Contre Marcion

LIVRE IV

Chapitre XXXVIII

Le Christ savait d’où venait le baptême de Jean. Alors pourquoi le demander comme s’il l’ignorait ? Il savait que les pharisiens ne lui répondraient pas ; alors pourquoi les interroger en vain ? Voulait-il les juger par leur propre bouche ou par leur cœur ? Que sa conduite serve donc d’excuse au Créateur et de comparaison avec le Christ ; puis, considère ce qui serait arrivé si les pharisiens avaient répondu à sa demande. Je suppose qu’ils eussent répondu : « Le baptême de Jean vient des hommes, » ils auraient été lapidés sur-le-champ. Quelque Marcion se fût levé contre Marcion : « O le Dieu de toute bonté ! se fut-il écrié. O dieu qui procède par d’autres voies que le Créateur ! sachant que l’homme irait se précipiter dans l’abîme, il l’a placé sur la pente de l’abîme. » N’est-ce pas ainsi en effet que l’on calomnie le Créateur au sujet de l’arbre de la loi ? Qu’ils répondissent au contraire : « Il vient du ciel. » « Et pourquoi donc n’y avez-vous pas cru ? » aurait répliqué le Christ. Par conséquent, celui qui voulait que l’on crût à Jean prêt à blâmer ceux qui n’y croiraient pas, était l’envoyé du Dieu dont Jean administrait le sacrement. En tout état de cause, lorsque, sur le refus de déclarer ce qu’ils pensaient, il leur oppose ces représailles : « Et moi, je ne vous dirai pas non plus par quelle autorité je fais ces choses, » il rend le mal pour le mal.

« Rendez à César ce qui est à César, et à Dieu ce qui est à Dieu. » Qu’entend-il par-là ? Tout ce qui ressemble au denier de César, c’est-à-dire son image, sa ressemblance.
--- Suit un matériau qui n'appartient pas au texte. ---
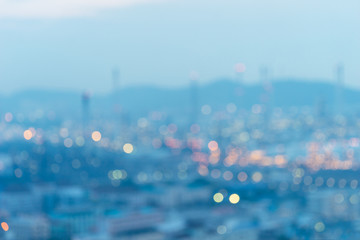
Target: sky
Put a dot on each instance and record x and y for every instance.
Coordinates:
(75, 44)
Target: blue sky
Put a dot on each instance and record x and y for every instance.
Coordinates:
(75, 44)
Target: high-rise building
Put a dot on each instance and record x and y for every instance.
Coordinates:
(194, 101)
(339, 88)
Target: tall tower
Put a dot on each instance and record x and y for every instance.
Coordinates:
(266, 96)
(85, 102)
(339, 88)
(116, 79)
(194, 101)
(239, 75)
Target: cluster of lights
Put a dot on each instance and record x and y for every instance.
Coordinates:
(117, 174)
(5, 226)
(233, 198)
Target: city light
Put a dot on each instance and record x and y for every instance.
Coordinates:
(234, 198)
(128, 148)
(96, 136)
(218, 197)
(5, 226)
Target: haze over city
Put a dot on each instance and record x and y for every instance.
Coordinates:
(74, 45)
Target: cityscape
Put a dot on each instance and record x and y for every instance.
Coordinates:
(179, 120)
(263, 172)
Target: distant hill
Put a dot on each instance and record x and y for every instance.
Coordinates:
(141, 100)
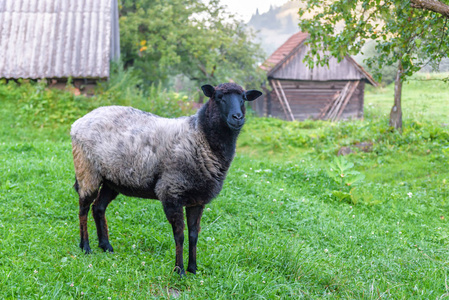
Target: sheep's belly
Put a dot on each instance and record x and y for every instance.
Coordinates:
(146, 192)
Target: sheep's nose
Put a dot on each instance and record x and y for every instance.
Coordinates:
(237, 116)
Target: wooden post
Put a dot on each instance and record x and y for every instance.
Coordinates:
(287, 105)
(279, 97)
(348, 96)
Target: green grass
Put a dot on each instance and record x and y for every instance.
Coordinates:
(277, 230)
(424, 97)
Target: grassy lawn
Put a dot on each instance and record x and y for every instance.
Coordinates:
(284, 226)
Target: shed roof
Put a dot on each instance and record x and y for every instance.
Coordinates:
(57, 38)
(287, 63)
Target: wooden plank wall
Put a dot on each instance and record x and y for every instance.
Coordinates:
(307, 98)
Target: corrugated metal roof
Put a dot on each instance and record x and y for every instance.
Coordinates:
(55, 38)
(286, 63)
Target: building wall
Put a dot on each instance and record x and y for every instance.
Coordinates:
(308, 98)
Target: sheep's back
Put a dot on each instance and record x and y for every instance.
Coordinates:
(135, 149)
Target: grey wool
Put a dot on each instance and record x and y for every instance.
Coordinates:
(182, 162)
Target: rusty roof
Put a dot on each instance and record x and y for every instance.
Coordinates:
(57, 38)
(284, 54)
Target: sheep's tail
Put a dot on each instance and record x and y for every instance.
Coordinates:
(76, 186)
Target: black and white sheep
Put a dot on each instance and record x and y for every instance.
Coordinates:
(181, 162)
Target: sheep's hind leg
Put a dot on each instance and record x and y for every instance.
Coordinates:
(84, 206)
(105, 196)
(193, 222)
(175, 217)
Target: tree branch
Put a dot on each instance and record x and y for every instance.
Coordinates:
(432, 5)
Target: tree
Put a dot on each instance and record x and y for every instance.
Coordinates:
(408, 33)
(163, 38)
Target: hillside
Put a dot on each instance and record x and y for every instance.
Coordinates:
(276, 25)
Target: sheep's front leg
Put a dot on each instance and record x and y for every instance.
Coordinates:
(193, 222)
(105, 197)
(84, 206)
(175, 216)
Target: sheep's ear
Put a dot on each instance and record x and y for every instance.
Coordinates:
(252, 95)
(208, 90)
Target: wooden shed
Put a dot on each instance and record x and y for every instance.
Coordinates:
(298, 92)
(58, 39)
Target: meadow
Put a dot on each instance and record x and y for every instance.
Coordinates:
(293, 219)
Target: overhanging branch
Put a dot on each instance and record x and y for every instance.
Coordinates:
(432, 5)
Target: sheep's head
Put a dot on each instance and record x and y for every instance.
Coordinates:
(230, 99)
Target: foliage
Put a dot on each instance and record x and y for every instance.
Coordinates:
(342, 172)
(404, 37)
(196, 39)
(402, 33)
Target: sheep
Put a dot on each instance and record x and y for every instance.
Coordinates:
(181, 162)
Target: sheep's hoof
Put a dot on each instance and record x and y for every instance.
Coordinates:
(85, 247)
(180, 271)
(106, 247)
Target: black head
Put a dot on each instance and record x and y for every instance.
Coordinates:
(230, 99)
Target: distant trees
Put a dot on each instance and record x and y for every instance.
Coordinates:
(162, 38)
(409, 34)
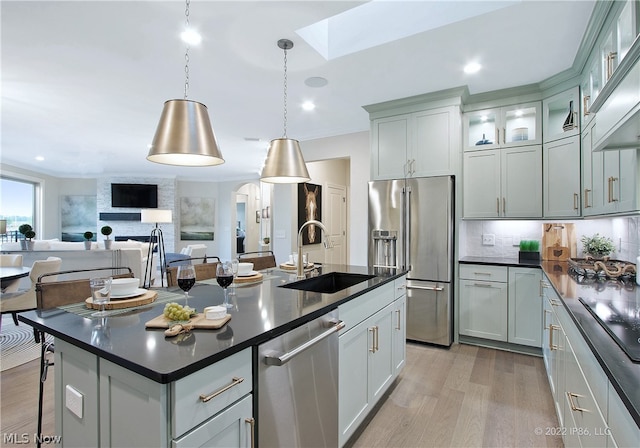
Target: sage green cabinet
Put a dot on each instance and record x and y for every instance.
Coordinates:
(503, 183)
(561, 178)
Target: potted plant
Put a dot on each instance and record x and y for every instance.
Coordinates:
(88, 236)
(29, 234)
(23, 229)
(106, 231)
(597, 246)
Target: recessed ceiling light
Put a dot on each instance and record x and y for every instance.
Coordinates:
(191, 37)
(316, 81)
(472, 67)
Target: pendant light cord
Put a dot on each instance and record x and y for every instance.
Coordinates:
(186, 54)
(285, 92)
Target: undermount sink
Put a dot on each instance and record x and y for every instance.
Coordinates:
(329, 283)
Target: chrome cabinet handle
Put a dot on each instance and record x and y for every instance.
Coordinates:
(572, 404)
(234, 382)
(272, 359)
(427, 288)
(252, 425)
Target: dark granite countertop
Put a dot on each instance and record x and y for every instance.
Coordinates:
(262, 311)
(623, 373)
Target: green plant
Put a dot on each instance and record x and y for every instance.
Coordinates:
(106, 231)
(24, 228)
(597, 246)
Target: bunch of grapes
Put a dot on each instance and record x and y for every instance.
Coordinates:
(175, 311)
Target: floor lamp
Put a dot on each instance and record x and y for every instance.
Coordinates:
(155, 216)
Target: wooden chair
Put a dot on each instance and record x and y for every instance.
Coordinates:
(25, 300)
(261, 259)
(204, 270)
(51, 294)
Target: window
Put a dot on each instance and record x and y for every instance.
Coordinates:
(17, 204)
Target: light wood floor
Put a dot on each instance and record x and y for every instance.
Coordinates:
(466, 396)
(462, 397)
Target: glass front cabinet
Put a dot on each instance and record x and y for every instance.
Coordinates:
(502, 127)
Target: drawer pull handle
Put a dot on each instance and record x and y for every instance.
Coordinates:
(573, 406)
(252, 425)
(427, 288)
(234, 382)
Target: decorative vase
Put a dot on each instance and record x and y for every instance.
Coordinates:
(569, 122)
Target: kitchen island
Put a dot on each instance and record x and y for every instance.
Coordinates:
(120, 384)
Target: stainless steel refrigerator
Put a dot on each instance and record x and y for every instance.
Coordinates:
(411, 227)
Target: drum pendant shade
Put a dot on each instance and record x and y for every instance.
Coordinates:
(184, 136)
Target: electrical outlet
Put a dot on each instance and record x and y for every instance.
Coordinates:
(488, 239)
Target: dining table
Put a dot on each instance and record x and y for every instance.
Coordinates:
(11, 274)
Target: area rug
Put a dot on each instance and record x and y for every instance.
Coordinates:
(17, 345)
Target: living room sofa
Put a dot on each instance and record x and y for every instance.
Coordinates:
(132, 254)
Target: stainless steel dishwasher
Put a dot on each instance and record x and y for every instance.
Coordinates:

Il veut donc que l’on rende au Créateur l’homme, sur l’image, la ressemblance, le nom et la substance de qui il a gravé son empreinte. Que le dieu de Marcion cherche une monnaie sur laquelle il ait des droits. C’est au légitime César, et non à un étranger, que le Christ rend le denier de l’homme : on ne rend rien à qui n’a rien perdu. Un principe juste et raisonnable veut que dans toute question le sens de la réponse se rapporte au but de l’interrogation. D’ailleurs, répondre une chose à qui vous en demande une autre, est le fait de l’extravagance. Loin du Christ, à plus forte raison, ce qui ne sied pas même à l’homme.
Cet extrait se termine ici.